Prank etiquette dictates that nobody sustains physical harm or injury, Blumenfeld says. “Markers are temporary, and eyebrows have about a three-month grow-back period,” he says.

But how much compassion can someone expect from jokesters? Not much, Blumenfeld says. “We used to think there were boundaries and regional rules, like you are safe if you’re in your bed. But there are no rules. Even in our own beds nothing is sacred.”

For Scott, the prank call recipient, the only rules for pranking are that you don’t intend to hurt someone and that if you’re going to dish it out, you should be prepared to get it back. “Keying someone’s car is just mean,” he says. “A prank is something you can do to bust your friends without being hateful.”

The elements of a good prank, Scott says, involve humor, creativity and surprise. The more original, the better. V. Vale, author of the book Pranks, agrees — to some extent.

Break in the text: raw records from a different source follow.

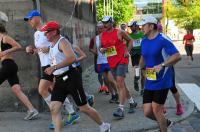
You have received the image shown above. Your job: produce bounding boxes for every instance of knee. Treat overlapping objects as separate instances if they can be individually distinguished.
[144,109,153,117]
[12,85,21,94]
[117,78,124,88]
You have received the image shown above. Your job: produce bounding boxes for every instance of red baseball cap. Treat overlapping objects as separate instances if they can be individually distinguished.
[41,21,60,32]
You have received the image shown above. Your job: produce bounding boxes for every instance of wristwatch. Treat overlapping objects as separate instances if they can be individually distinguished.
[161,62,165,67]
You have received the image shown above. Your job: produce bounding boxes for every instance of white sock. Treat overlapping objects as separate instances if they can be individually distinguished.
[63,98,75,114]
[128,97,134,104]
[135,67,140,77]
[44,94,51,106]
[119,104,124,110]
[99,122,105,127]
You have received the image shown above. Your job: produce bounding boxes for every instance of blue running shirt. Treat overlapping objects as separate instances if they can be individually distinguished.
[141,33,178,90]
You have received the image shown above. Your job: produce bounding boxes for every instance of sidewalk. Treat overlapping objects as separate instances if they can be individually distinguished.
[0,64,194,132]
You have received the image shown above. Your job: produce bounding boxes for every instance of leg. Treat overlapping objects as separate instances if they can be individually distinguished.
[143,103,156,120]
[152,102,167,132]
[12,84,34,111]
[79,104,103,125]
[38,79,53,106]
[50,101,62,132]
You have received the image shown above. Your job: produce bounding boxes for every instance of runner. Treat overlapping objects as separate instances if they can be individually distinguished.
[0,23,38,120]
[41,22,110,132]
[72,44,94,107]
[138,16,181,132]
[128,21,144,92]
[100,16,137,119]
[89,31,108,93]
[94,22,118,103]
[183,31,195,64]
[24,10,80,129]
[157,23,183,115]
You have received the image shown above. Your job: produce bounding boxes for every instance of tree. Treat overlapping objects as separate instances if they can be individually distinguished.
[96,0,134,25]
[166,0,200,30]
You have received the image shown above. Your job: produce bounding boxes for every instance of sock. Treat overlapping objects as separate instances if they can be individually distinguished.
[128,97,134,104]
[44,94,51,106]
[99,122,105,128]
[135,67,140,77]
[119,104,124,110]
[63,98,75,114]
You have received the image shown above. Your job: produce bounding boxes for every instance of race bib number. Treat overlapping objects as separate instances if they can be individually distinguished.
[133,39,141,47]
[105,46,117,57]
[146,68,157,80]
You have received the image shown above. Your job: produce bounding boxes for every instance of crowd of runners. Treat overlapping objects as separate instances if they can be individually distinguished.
[0,10,194,132]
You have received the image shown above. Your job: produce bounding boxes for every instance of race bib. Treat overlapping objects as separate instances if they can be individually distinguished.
[133,39,141,47]
[105,46,117,57]
[146,68,157,80]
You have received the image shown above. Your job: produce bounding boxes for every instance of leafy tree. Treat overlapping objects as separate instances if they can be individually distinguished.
[96,0,134,25]
[166,0,200,30]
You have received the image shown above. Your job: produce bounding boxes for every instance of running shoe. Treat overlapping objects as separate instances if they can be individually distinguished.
[48,122,55,129]
[87,95,94,107]
[113,108,124,119]
[24,110,39,120]
[167,119,174,128]
[134,77,140,91]
[128,101,137,113]
[176,104,183,115]
[103,86,109,93]
[65,113,80,126]
[99,86,104,93]
[163,106,167,114]
[100,123,111,132]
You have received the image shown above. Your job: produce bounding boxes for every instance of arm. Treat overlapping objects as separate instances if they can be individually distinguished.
[75,46,87,62]
[89,38,96,55]
[0,36,22,57]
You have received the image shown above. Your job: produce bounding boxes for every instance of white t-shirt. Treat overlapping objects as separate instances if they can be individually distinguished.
[34,31,51,67]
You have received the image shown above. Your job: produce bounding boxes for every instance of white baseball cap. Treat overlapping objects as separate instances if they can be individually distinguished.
[102,16,114,22]
[0,11,8,22]
[138,16,158,26]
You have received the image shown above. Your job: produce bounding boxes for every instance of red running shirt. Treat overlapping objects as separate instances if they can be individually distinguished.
[183,34,195,46]
[101,29,128,68]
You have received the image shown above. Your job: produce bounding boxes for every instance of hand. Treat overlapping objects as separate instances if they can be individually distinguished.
[26,45,34,54]
[44,66,55,75]
[124,51,129,58]
[153,64,162,73]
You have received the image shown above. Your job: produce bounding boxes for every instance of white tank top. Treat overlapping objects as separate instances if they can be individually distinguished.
[96,35,108,64]
[34,31,51,67]
[49,36,69,75]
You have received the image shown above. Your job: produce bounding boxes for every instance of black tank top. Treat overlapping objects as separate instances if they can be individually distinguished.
[0,38,12,51]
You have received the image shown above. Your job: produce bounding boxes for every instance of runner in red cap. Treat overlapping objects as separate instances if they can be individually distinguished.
[100,16,137,119]
[41,22,110,132]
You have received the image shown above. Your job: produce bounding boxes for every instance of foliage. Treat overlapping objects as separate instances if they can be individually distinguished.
[96,0,134,25]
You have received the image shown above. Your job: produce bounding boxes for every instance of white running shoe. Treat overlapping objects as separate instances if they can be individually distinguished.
[100,123,111,132]
[24,110,39,120]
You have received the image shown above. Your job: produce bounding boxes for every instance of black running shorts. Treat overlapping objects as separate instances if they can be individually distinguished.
[51,69,87,106]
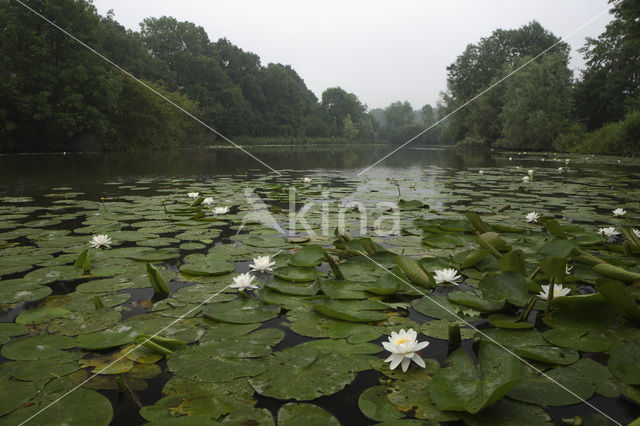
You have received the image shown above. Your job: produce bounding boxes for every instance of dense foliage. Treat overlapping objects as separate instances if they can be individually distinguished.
[0,0,640,155]
[440,0,640,155]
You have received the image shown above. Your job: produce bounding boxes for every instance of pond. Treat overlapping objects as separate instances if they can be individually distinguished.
[0,145,640,426]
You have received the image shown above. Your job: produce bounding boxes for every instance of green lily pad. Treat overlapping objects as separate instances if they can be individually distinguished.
[0,378,45,416]
[461,398,552,426]
[168,328,284,382]
[289,244,324,267]
[420,319,475,340]
[180,261,236,276]
[411,294,480,321]
[249,346,357,401]
[572,358,625,398]
[313,301,387,322]
[542,328,611,352]
[609,342,640,385]
[384,359,460,422]
[273,266,316,282]
[264,278,320,296]
[429,343,525,413]
[278,402,340,426]
[487,314,533,330]
[16,306,70,324]
[447,290,504,312]
[4,378,113,426]
[202,298,280,324]
[49,308,121,336]
[2,334,84,362]
[478,271,530,306]
[77,324,146,351]
[0,322,29,345]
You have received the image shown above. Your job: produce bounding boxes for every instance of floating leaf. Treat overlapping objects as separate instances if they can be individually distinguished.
[609,342,640,385]
[289,244,324,267]
[478,272,529,306]
[358,386,404,422]
[249,346,357,401]
[508,367,595,407]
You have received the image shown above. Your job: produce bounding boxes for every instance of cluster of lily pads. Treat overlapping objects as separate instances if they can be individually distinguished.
[0,159,640,426]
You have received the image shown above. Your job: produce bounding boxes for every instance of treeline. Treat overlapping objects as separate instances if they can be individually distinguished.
[438,0,640,155]
[0,0,640,155]
[0,0,373,152]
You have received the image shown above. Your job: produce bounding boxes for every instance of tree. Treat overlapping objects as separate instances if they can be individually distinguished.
[575,0,640,129]
[443,21,569,144]
[498,53,572,151]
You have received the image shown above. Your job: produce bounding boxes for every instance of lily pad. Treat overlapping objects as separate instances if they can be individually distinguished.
[249,346,357,401]
[278,402,340,426]
[609,342,640,385]
[509,367,595,407]
[358,386,405,422]
[168,328,284,382]
[203,298,280,324]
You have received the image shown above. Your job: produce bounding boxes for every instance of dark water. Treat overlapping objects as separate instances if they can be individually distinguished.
[0,145,640,425]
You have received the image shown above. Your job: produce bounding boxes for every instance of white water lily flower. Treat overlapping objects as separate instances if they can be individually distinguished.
[433,268,462,285]
[612,207,627,216]
[229,272,258,291]
[382,328,429,372]
[89,234,111,248]
[249,256,276,272]
[524,212,540,223]
[213,206,229,214]
[598,226,620,238]
[538,284,571,300]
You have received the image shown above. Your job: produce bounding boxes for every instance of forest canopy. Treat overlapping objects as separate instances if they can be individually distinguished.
[0,0,640,155]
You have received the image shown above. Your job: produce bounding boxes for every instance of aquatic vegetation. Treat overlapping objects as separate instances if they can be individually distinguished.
[213,206,229,215]
[229,273,259,291]
[611,207,627,217]
[89,234,112,248]
[249,255,276,272]
[433,268,462,285]
[524,212,540,223]
[382,328,429,372]
[538,284,571,300]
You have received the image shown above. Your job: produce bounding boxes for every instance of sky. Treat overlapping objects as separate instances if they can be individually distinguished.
[93,0,611,109]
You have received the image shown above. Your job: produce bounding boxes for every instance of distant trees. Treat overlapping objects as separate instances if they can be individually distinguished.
[575,0,640,130]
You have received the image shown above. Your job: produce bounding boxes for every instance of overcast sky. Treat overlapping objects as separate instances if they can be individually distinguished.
[94,0,611,109]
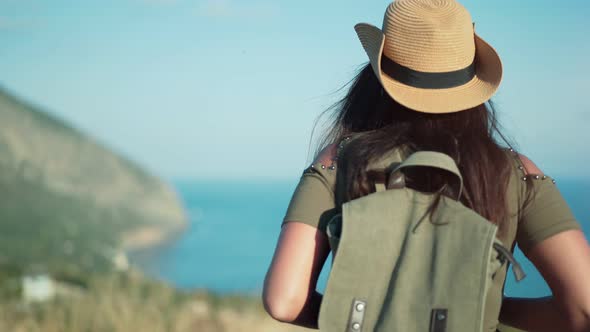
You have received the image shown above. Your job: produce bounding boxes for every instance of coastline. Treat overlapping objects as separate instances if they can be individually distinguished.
[121,222,188,253]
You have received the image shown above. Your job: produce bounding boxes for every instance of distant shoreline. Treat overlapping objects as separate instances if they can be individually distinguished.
[122,223,188,253]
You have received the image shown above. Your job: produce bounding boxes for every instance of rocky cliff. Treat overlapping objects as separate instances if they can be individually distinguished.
[0,89,186,272]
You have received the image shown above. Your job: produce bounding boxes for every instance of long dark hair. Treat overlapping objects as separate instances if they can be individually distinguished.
[318,65,511,233]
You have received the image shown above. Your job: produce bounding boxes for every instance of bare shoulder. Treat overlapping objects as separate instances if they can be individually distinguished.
[518,153,543,174]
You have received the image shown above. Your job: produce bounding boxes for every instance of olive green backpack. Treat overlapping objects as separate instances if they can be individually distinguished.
[319,151,524,332]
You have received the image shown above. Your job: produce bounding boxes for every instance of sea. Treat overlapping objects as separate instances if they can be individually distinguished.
[131,179,590,297]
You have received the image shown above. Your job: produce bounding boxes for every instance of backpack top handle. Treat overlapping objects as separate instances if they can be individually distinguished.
[388,151,463,200]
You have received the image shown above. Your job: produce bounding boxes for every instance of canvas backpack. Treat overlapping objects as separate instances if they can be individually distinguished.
[319,151,524,332]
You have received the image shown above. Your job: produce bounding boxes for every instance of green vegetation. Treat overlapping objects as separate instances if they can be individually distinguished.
[0,273,303,332]
[0,88,185,276]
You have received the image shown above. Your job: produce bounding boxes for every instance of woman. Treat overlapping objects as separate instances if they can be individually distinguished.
[263,0,590,331]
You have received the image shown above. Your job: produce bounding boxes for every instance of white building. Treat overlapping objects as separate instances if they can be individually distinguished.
[22,274,56,302]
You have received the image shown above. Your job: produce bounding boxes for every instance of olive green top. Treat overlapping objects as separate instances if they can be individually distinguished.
[282,144,580,331]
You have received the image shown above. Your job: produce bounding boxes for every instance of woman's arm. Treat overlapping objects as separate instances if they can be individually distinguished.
[262,222,330,329]
[500,230,590,332]
[500,155,590,331]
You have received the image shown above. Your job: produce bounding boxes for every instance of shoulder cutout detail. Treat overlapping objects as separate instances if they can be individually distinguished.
[511,150,555,184]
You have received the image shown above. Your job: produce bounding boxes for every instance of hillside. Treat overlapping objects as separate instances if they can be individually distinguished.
[0,89,186,270]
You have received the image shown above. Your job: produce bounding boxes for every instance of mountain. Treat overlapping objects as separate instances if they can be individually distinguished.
[0,89,186,270]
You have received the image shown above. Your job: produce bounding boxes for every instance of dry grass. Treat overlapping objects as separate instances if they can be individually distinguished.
[0,275,305,332]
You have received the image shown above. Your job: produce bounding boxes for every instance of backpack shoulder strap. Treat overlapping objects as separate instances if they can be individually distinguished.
[390,151,463,197]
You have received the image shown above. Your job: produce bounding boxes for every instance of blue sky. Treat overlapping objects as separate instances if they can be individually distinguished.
[0,0,590,180]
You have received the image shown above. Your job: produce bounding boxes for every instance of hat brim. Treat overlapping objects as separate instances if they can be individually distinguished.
[354,23,502,113]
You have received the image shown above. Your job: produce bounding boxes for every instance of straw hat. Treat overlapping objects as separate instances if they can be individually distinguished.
[355,0,502,113]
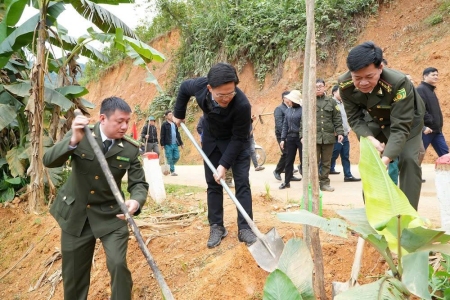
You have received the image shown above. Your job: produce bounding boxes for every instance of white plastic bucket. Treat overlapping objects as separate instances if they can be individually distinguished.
[143,152,166,203]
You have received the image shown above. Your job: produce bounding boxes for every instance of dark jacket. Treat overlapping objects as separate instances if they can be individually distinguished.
[416,81,444,132]
[161,121,183,147]
[280,106,302,141]
[338,68,425,159]
[141,122,158,143]
[273,101,288,140]
[43,123,148,238]
[173,77,251,169]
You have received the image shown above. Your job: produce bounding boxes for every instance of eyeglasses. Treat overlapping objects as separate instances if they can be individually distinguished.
[214,91,236,99]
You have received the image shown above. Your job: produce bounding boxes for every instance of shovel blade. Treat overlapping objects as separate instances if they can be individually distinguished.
[248,228,284,272]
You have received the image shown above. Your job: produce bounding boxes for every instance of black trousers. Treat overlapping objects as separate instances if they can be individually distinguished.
[204,147,253,230]
[275,137,287,174]
[284,136,302,183]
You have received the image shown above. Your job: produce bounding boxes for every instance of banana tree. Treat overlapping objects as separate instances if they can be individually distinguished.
[272,137,450,300]
[0,0,164,211]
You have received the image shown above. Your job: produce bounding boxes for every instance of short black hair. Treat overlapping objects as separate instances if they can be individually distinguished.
[100,96,131,118]
[316,78,325,85]
[422,67,439,76]
[207,63,239,88]
[347,41,383,72]
[331,84,339,94]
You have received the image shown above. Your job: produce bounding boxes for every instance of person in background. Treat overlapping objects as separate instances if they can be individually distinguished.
[197,116,234,188]
[416,67,448,157]
[161,110,183,176]
[173,63,256,248]
[273,91,297,181]
[43,97,148,300]
[141,116,159,157]
[338,41,425,210]
[312,79,344,192]
[330,85,361,182]
[279,90,302,190]
[249,115,265,171]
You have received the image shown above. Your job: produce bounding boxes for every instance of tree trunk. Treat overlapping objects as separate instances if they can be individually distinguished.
[26,4,47,213]
[302,0,327,300]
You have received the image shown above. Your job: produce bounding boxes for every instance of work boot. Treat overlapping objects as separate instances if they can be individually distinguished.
[238,228,256,247]
[206,224,228,248]
[320,184,334,192]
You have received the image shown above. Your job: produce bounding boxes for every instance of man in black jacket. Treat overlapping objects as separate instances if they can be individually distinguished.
[173,63,256,248]
[141,116,159,156]
[161,110,183,176]
[416,67,448,156]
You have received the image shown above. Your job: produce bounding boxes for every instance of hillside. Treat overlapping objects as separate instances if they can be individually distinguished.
[86,0,450,164]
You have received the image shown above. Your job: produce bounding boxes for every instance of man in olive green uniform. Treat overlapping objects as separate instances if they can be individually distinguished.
[44,97,148,300]
[316,79,344,192]
[339,42,425,210]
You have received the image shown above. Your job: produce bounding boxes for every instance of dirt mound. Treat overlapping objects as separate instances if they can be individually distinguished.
[0,193,386,300]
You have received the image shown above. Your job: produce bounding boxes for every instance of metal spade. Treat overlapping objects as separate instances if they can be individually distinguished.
[180,123,284,272]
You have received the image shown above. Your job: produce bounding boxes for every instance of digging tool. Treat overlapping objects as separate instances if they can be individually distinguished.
[180,123,284,272]
[74,109,174,299]
[331,237,365,298]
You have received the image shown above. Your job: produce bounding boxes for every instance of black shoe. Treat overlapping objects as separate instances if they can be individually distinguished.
[273,171,281,180]
[238,228,256,247]
[344,176,361,182]
[279,182,291,190]
[206,224,228,248]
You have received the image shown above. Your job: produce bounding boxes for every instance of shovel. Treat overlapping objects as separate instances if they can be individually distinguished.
[331,237,365,298]
[74,109,174,299]
[180,123,284,272]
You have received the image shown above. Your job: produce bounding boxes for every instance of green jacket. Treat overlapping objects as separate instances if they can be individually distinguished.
[338,67,425,159]
[44,123,148,238]
[312,95,344,144]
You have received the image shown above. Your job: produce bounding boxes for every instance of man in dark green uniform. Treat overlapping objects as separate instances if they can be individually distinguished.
[316,79,344,192]
[44,97,148,300]
[339,42,425,210]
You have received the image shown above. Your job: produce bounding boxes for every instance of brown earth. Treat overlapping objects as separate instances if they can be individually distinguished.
[0,0,450,299]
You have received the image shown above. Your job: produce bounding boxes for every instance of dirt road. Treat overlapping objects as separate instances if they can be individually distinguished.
[160,164,440,227]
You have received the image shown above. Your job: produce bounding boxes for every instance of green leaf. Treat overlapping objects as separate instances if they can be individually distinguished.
[402,251,431,300]
[65,0,138,39]
[277,209,348,238]
[81,98,95,108]
[0,104,17,131]
[359,137,419,231]
[6,147,25,177]
[278,239,316,300]
[263,269,303,300]
[334,277,409,300]
[55,85,89,99]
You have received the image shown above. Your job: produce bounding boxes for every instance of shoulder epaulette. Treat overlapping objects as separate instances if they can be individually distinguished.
[339,79,354,90]
[378,78,392,94]
[123,135,141,147]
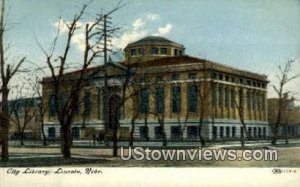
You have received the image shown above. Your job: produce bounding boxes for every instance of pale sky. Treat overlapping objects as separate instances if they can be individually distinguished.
[6,0,300,99]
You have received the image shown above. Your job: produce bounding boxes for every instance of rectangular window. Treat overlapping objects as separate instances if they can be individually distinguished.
[231,127,236,138]
[48,127,56,139]
[219,73,223,80]
[140,126,148,140]
[151,47,158,55]
[49,95,56,116]
[218,87,223,107]
[240,127,244,138]
[188,85,198,112]
[160,48,168,55]
[138,48,145,55]
[225,87,229,107]
[174,49,178,56]
[156,88,165,113]
[230,89,235,108]
[211,83,218,106]
[213,126,218,139]
[154,126,162,140]
[239,88,244,109]
[156,75,164,82]
[72,127,80,140]
[220,127,224,138]
[251,92,256,110]
[130,49,136,56]
[140,88,149,114]
[226,127,230,138]
[172,86,181,113]
[171,126,181,140]
[186,126,198,139]
[189,73,197,80]
[247,92,251,110]
[73,101,80,115]
[248,127,252,138]
[83,92,92,116]
[225,75,229,82]
[172,73,180,81]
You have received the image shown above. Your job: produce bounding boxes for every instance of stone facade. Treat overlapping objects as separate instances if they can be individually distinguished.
[43,37,270,140]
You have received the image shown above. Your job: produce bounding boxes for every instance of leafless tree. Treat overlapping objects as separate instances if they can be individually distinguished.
[38,1,122,158]
[234,86,250,148]
[10,84,38,146]
[271,59,299,145]
[0,0,25,161]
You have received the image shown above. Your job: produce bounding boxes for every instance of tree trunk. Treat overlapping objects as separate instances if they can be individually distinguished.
[61,124,71,159]
[40,111,47,146]
[198,119,205,147]
[20,133,24,146]
[129,120,135,146]
[271,124,278,145]
[161,124,168,146]
[0,89,9,161]
[0,122,9,162]
[113,124,118,156]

Vale takes a philosophical approach to pranks. For him, pranks don’t involve victimizing other people. Instead, they are harmless ways to point out irony and problems in society. They need to be humorous, convey an anti-authoritarian message and involve a poetic image. He says the best prank he recently saw involved a billboard mocking Abercrombie and Fitch advertisements. “We’re more in favor of pranks that perpetuate some sort of surrealist image or subvert authority,” he says.

Vale traces the origin of pranks to the legend of the trickster archetype that is present in many early cultures. He says the trickster functioned to give people a wake-up call whenever they were just floating through life. Today, modern tricksters serve the same purpose. “It’s in our nature,” Vale says. “Many pranks are crimes of opportunity.”

Indeed, sometimes there is a thin line between a prank and a crime. There is no legal definition for pranks, but firecrackers in a dorm could be construed as arson, egging a house could be criminal damage to property, and shaming (depending on intent and how physical it is) could be construed as battery, says Sally Kelsey, a general practice attorney for the Law Offices of Donald G. Strole, 16 E. 13th St. But most pranks are intended to annoy rather than inflict harm, she says. Kelsey says she has only seen a few cases tried that involved pranks gone awry.

John Frydman, a Lawrence criminal attorney, says police usually know when something is intended to be a prank. “This is a college town. They’ll understand the fine line,” he says.

But remember, just because a line exists doesn’t mean your prankster friends won’t cross it. “Pranks are funny until somebody gets hurt,” says Blumenfeld, the College Humor writer. “Then they get really funny.”

THE GREATEST COLLEGE PRANK OF ALL TIME

THE ROSE BOWL HOAX OF 1961

Although college students have pulled innumerable pranks, general consensus among prank Web sites and books maintains that the Rose Bowl hoax of 1961 is the best college prank ever accomplished. On January 2, 1961, NBC televised the Rose Bowl football game between the Minnesota Golden Gophers and the Washington Huskies. At halftime, Washington’s cheerleaders prepared to lead Washington fans through a huge flip-card show that would produce giant images. Each fan had been given a large card and a personalized instruction sheet.

When the cheerleaders gave the signal, the fans were supposed to flip their cards according to the instruction sheets. As cameras televised the halftime show across the nation, the cheerleaders began to signal the audience. The first few images went according to plan, but then the word SEIKSUH appeared — HUSKIES spelled backwards. Assuming this was just an incidental flaw, the cheerleaders gave the next signal. But instead of a giant image of Washington’s mascot — the husky — a giant buck-toothed animal appeared. The cheerleaders quickly signaled for the next image. As the crowd flipped the cards, everyone grew silent. The cards above Washington’s fans read: CALTECH. Fourteen students from the Pasadena technical college had managed to infiltrate the Washington cheerleaders’ hotel room and replace all the instruction cards the night before the game. Variants of this prank have been accomplished since 1961, but it was the Rose Bowl hoax that set the stage for all elaborate college pranks to come.